However, Anna University and a large number of its affiliated colleges are significant members. Seven dental colleges have also joined the band wagon, according to Ms. Vidhubala.


“The effort has been, by and large, voluntary. In some cases peer pressure has worked. In fact there might even be more schools out there that are now tobacco-free but may not have registered with us,” says T.S. Selvavinayagam, State Tobacco Control Officer.

As part of the programme, Tobacco Control Task Force units have been started in universities, colleges and schools in Tamil Nadu and about 30 peer counsellors participate from each college.

There is no underestimating the importance of stressing the anti-tobacco messages to youngsters in schools and colleges.

The idea is to catch them early, considering the documented evidence that weighs in favour of getting children to stay away from the tobacco habit as early as possible in life.

Young smokers

Union Health Minister Anbumani Ramadoss has said a recent World Health Organisation study had shown that 14.1 per cent of school-going children in India smoke and 15.1 per cent of students not smoking currently will take up the habit the next year. Again, 22 per cent of their teachers also smoke.

Other studies had shown that smoking in films was a major factor in influencing children to take up smoking, the Minister has added.

“We are taking up 10 zones in the city and 20 institutions to survey the attitudes and awareness in these places and among shop keepers about the awareness and practice of the Tobacco Control Act,” Ms. Vidhubala explains.

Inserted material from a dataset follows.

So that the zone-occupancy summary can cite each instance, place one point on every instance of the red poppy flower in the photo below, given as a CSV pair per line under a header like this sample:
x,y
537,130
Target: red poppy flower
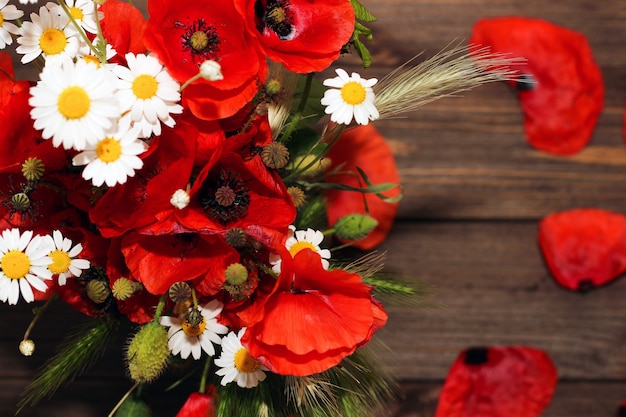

Also underway is a project to remove shops selling tobacco and tobacco products from within 100 metres of any educational institution, as per the law.


“If we consider a loose definition of educational institution to include training institutes, computer training institutions, day care centres and the like, then implementing the law itself will make Chennai a tobacco-sale free city. There are so many educational institutions in the city!” Ms. Vidhubala says. In colleges where the petty shops have been removed, observers have noted that crowds of students who gather for a smoke have melted away, reducing incidences of eve teasing and harassment too.

However, women’s colleges are still unwilling to take the ban seriously as they feel it is irrelevant to them. The indications, though, are on the contrary.

Statistics show that an increasing number of women are taking up using tobacco – smoking and chewing. Health officials feel that there should be no exceptions to the rule and that tobacco usage must be nipped in the bud.